Just like a cell-phone with a proprietary battery charger for which it charges a premium if lost, a college wants to make it difficult to import credits.
What do you think education entrepreneurs need at this moment in the industry to be successful? Marketing? A good idea? A network?
For K-12, a network and enough money to survive the extremely long sales cycle. The biggest barrier to innovation in K-12 is not ideas, but the incredibly long and expensive sales cycle. Higher ed is a little bit easier, but selling to colleges is only a little easier than selling to K-12 schools. However, a good idea is more likely to take root in higher ed because there is a consumer choice mechanism, even if it is badly distorted.
How much of your company expenses are in marketing? Do you see that changing with any technology or with cultural changes at the university level?
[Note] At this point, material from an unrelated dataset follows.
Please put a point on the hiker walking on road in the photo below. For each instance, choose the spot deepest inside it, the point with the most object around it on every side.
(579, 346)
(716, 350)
At the secondary level?
For institutional sales – either at the K-12 or higher ed level – sales and marketing is going to consume between 30% and 50% of your budget. For the higher ed consumer market, the best measure is the “cost per start” for for-profit colleges. The median is about $3,000. This might change, but only if the industry changes dramatically – which is very possible.
If you could create an extension of your company and do something else in the education sector with it, what would it be and what consumer would you be looking to find?
I’d like to extend the principles of StraighterLine into the K-12 space. However, the political and management parameters of K-12 are different than in higher ed, so it would look pretty different.
How much of your education influenced the way you operate your company now? Can you think of anything that sparked this idea for StraighterLine?
I was a Philosophy major with a degree in Public Policy, so I pretty much had to employ myself. Actually, and I swear this isn’t revisionist history (I can even prove it), I’ve wanted to start StraighterLine since the late ’90’s. I’ve always been interested in the transformative effects of technology on society. Prior to grad school I realized that education was and is almost completely unaffected by technology. I believe the reason lies with an outdated regulatory structure that keeps the sector from evolving.
Higher ed, unlike K-12, has a consumer choice mechanism where there is hope of market-based pressure to make disruptive changes. So, I guess philosophical interest with practical application of public policy principles led to the creation of two private-sector start-ups – SMARTHINKING and Straighterline.